Having lived with my new Lumina Beryllium 12 Statement speakers for a couple of months now, I wanted to report back with a few observations:

First, a bit of background.  You and I have discussed how living with a particular style of system shapes how we evolve to appreciate music and evaluate gear. My early audiophile experience was with Quad ESL 57s, in college and afterward (culminating in a double-Quad / transmission sub / ribbon tweeter rig similar to the Levinson HQD).  I then went into the hifi business and sold a wide variety of gear (Vandersteen, Beveridge, Dayton-Wright, Gale, KEF, Sonab, FMI, Celestion, the list is very long) and eventually opened two shops of my own, specializing in the big Meridian digital gear.

The Quads taught me to listen for detail, timbre and ambience, and for years this shaped my listening toward acoustic instrumentation and vocals, small jazz and classical chamber pieces.  This first love never waned, as each successive step in my hifi journey opened a vista of its own, doing something the previous system couldn’t do. Unfortunately, each of those steps was frustrating, because with every step forward I felt I gave up something.  To compensate, I moved back and forth from systems of utter simplicity and purity (I still have a Wayne Picquet restored pair of ESL 57s driven by small tube mono blocks) to massive complexity and muscle (my previous rig, which you heard, was a quad-amped monster with big sub-bass units and thousands of watts into exotic drivers, and you have to admit it sounded pretty damn terrific).

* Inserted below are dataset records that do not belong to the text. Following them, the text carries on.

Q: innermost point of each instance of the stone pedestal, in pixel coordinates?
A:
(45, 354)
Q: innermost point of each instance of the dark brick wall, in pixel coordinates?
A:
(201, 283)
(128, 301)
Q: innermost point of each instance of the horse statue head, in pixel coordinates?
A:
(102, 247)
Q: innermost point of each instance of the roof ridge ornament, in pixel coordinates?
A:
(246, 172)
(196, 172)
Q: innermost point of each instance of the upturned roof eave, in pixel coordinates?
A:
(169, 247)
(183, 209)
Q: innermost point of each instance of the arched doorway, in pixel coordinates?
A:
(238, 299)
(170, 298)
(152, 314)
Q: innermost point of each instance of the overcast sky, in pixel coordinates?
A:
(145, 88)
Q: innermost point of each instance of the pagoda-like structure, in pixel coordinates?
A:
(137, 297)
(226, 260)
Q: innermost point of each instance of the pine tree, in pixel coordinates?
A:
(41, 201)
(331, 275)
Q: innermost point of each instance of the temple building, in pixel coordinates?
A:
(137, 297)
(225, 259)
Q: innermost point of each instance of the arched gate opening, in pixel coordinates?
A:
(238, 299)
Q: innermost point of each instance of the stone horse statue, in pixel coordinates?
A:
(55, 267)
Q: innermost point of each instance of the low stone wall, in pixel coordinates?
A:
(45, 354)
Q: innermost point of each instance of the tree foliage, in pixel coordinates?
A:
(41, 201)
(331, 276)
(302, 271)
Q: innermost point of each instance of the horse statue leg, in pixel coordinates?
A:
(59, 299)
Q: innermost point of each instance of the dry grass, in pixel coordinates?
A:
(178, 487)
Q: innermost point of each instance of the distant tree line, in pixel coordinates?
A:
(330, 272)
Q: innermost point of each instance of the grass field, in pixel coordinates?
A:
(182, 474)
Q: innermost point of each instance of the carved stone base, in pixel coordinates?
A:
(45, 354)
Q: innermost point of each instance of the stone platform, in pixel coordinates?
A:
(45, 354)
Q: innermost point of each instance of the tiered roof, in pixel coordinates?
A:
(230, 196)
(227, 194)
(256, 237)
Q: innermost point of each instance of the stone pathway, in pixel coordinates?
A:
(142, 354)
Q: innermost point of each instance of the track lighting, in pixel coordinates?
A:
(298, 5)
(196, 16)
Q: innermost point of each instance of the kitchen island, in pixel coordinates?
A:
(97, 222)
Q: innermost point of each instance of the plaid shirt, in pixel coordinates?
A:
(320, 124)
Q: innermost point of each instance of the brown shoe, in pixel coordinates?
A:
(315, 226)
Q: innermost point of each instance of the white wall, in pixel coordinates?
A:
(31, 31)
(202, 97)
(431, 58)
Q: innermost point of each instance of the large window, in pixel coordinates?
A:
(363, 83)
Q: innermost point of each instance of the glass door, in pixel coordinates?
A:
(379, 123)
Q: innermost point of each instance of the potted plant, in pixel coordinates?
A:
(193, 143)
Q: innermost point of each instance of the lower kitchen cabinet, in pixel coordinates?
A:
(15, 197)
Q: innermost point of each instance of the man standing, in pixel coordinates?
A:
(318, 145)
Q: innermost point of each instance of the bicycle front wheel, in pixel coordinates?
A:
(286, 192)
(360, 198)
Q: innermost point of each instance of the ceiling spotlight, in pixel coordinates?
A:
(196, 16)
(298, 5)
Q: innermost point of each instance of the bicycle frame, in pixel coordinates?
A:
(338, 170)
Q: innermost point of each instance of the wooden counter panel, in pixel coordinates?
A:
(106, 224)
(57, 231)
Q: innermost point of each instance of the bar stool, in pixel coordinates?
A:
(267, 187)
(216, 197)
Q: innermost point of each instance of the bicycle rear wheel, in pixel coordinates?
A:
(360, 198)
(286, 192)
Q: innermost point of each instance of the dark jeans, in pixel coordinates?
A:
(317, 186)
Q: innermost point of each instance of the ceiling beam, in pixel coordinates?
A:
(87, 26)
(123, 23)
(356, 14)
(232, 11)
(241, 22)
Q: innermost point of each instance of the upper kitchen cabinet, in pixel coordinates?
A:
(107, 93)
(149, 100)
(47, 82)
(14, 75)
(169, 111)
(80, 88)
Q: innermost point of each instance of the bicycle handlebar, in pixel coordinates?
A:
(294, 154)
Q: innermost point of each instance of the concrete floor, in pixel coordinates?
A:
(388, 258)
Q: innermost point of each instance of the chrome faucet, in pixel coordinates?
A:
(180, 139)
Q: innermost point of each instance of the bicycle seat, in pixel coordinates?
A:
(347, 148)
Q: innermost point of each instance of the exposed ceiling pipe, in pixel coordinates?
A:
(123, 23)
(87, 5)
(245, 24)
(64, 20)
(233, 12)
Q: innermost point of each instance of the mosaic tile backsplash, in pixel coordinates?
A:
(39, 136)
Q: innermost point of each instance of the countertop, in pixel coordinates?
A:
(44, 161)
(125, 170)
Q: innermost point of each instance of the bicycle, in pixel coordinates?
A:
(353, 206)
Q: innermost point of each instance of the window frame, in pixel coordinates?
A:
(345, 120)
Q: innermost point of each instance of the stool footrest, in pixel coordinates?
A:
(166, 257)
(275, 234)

Now, to the present.  You can search the Internet to see if I’ve ever posted anything remotely resembling what I’m about to write.  You won’t find anything, because I’m not given to this sort of “lifting veils” and “blowing away” rhetoric:

The Luminas have changed everything.  That’s something I’ve never been able to say in my 40-year progression as an audiophile and music lover.  By a wide margin, the Luminas do everything better, at both ends of the spectrum, than those specialized systems ever did, and they do everything in between gorgeously, too.  I mean spectacularly better, to the point I can comfortably say I’ve never heard a better music system.  And I’ve heard my share, including several well into the seven figures (each has had its charm, which is why I say I’ve never heard a “better” system - just some that are different).  And the Lumina setup is by leagues the most satisfying system I’ve shared space with, personally and professionally.  That may seem a preposterous claim, but I mean it.  Everything sounds spectacular.  Even - and this is a first for any system I’ve owned - lousy recordings are enjoyable.  In the past, they were the hardest to bear, but there’s something magically musical about these speakers that sprinkles fairy dust on anything they play.  

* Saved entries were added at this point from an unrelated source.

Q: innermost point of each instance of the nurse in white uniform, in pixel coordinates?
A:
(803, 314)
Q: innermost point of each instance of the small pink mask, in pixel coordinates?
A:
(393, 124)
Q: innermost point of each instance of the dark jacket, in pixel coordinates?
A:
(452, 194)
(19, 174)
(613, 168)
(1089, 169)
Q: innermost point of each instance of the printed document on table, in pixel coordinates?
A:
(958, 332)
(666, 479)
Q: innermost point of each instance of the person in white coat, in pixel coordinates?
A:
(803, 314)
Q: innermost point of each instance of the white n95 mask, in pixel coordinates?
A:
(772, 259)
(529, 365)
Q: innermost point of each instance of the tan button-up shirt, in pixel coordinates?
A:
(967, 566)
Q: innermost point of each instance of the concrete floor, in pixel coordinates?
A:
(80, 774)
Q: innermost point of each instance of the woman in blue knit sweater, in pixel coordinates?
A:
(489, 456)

Demonstrating for friends, I typically start with something starkly acoustic, unprocessed and small.  The system is intricate, intimate, vanishingly subtle, even more so than the most delicate, detailed electrostatic.  This doesn’t prepare listeners for what I demonstrate next: its stadium-level lungs.  I’ve never heard anything so alive, dynamic and effortless playing the biggest, deepest, most powerful music without breaking a sweat.  It’s downright shocking.

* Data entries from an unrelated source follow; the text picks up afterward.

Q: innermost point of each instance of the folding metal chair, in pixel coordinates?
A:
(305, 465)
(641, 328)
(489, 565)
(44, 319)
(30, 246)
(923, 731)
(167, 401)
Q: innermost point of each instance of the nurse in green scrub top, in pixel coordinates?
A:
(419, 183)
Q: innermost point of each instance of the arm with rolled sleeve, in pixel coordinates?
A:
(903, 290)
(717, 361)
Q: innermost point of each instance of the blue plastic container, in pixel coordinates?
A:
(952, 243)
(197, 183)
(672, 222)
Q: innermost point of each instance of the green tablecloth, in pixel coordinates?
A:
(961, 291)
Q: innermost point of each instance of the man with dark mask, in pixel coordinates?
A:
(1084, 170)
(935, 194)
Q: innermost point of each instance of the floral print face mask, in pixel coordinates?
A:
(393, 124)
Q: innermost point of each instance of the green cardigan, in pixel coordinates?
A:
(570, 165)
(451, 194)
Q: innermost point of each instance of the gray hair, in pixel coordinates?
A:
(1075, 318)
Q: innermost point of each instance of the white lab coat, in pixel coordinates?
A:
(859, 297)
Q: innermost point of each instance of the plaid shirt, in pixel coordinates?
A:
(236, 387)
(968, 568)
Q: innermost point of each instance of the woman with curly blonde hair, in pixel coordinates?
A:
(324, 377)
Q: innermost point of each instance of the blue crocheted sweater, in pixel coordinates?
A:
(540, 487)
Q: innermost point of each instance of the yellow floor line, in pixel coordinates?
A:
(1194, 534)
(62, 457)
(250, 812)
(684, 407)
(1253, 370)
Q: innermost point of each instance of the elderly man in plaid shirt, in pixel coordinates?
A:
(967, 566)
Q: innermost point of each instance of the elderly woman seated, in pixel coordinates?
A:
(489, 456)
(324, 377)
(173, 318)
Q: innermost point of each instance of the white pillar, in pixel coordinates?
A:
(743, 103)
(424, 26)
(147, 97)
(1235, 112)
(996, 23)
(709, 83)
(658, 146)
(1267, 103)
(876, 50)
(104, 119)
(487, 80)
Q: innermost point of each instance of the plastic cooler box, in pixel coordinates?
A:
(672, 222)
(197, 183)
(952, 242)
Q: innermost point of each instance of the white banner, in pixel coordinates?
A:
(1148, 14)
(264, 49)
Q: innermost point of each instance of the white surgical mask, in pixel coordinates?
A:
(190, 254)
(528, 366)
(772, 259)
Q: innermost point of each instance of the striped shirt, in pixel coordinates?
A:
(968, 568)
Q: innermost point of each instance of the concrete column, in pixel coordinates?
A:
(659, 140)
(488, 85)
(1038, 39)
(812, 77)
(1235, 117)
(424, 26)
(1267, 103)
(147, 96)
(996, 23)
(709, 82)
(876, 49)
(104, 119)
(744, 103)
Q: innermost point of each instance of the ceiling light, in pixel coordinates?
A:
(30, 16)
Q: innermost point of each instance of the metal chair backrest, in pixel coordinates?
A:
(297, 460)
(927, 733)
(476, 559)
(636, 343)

I could rhapsodize about the simplicity of this system - no more complex architecture.  I could go into details about different elements of the sound - the vanishingly low distortion of the beryllium tweeters (you and I have discussed how the dirty secret of speaker specs is their very high distortion) and the ungodly slam and speed of the servo bass, coupled with the free ease of open-baffle design.  But I don’t dissect music on these speakers that way.  I think the Luminas may have finally liberated me from being an audiophile.  And for that, I can’t thank you enough.